39. The method of claim 39 wherein the one or more biomarkers measured comprises MMP-3, Prostate Specific Antigen Free, von Willebrand Factor, EN-RAGE, Complement Factor H, Pancreatic Polypeptide, Resistin, Cancer Antigen 19.9, Follicle Stimulation Hormone (FSH), Prolactin, IL-1ra, IL-13, IL-7, Transferrin, IL-15, IL-16, IL-5, Apolipoprotein E, Alpha 2 Macroglobulin, Testosterone, Ferritin, Complement 3, IL-12p40, IL-3, IFN gamma, and C reactive protein.

40. The method of claim 39 wherein the level of one or more biomarkers measured comprises MMP-3, von Willebrand Factor, EN-RAGE, Complement Factor H, Pancreatic Polypeptide, Resistin, Cancer Antigen 19.9, and Follicle Stimulation Hormone (FSH).

41. The method of claim 39 wherein the level of one or more biomarkers measured further comprises Prostate Specific Antigen Free, Prolactin, IL-13, IL-7, Transferrin, IL-15, IL-5, Testosterone, IL-12p40, IL-3, and IFN gamma.

42. The method of claim 39 wherein the individual is treatment naive.

43. The method of claim 39 wherein the individual is undergoing therapy for major depressive disorder.

44. The method of claim 39 wherein the individual has completed therapy for major depressive disorder.

45. The method of claim 39 wherein the first sample is taken when the individual is treatment naïve and the second sample is taken when the individual is undergoing treatment for major depressive disorder.

46. The method of claim 39 wherein the first sample is taken when the individual is treatment naïve and the second sample is taken when the individual has completed therapy for major depressive disorder.

47. The method of claim 39 wherein the first sample is taken when the individual is undergoing treatment for major depressive disorder and the second sample is taken when the individual has completed therapy for major depressive disorder.

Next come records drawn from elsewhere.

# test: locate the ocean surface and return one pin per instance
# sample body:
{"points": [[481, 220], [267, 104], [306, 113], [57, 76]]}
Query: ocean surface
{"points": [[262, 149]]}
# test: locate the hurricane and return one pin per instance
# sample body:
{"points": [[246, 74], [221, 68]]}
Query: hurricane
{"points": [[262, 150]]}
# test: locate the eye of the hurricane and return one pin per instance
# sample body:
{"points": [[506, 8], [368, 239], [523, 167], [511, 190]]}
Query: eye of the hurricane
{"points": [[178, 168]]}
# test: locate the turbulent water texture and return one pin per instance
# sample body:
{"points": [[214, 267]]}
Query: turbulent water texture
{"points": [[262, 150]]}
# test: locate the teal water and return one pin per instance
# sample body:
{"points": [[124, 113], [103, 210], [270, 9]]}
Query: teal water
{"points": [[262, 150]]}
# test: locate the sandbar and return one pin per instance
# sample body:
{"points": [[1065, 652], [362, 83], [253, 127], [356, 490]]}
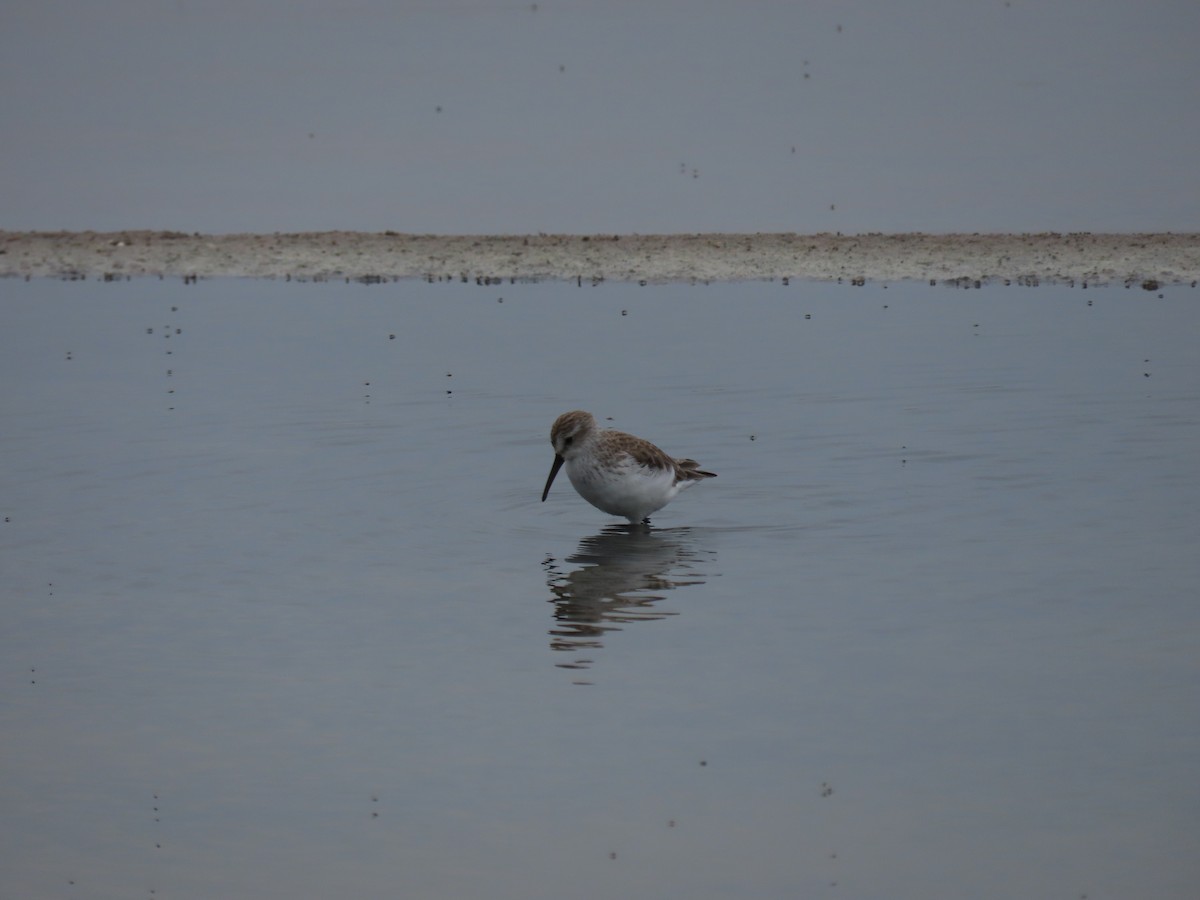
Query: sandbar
{"points": [[969, 259]]}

48. The method according to claim 39, wherein the level of the biomarkers is detected by a method selected from NMR, SELDI(-TOF), MALDI(-TOF), 1-D gel-based analysis, 2-D gel-based analysis, mass spectrometry (MS), reverse phase (RP) LC, size permeation (gel filtration), ion exchange, affinity, HPLC, UPLC or other LC or LC-MS-based techniques, and combinations thereof.

49. The method of claim 39 wherein the sample is cerebrospinal fluid, whole blood, blood serum, plasma, urine, saliva, or other bodily fluid, or breath, condensed breath, or an extract or purification therefrom, or dilution thereof.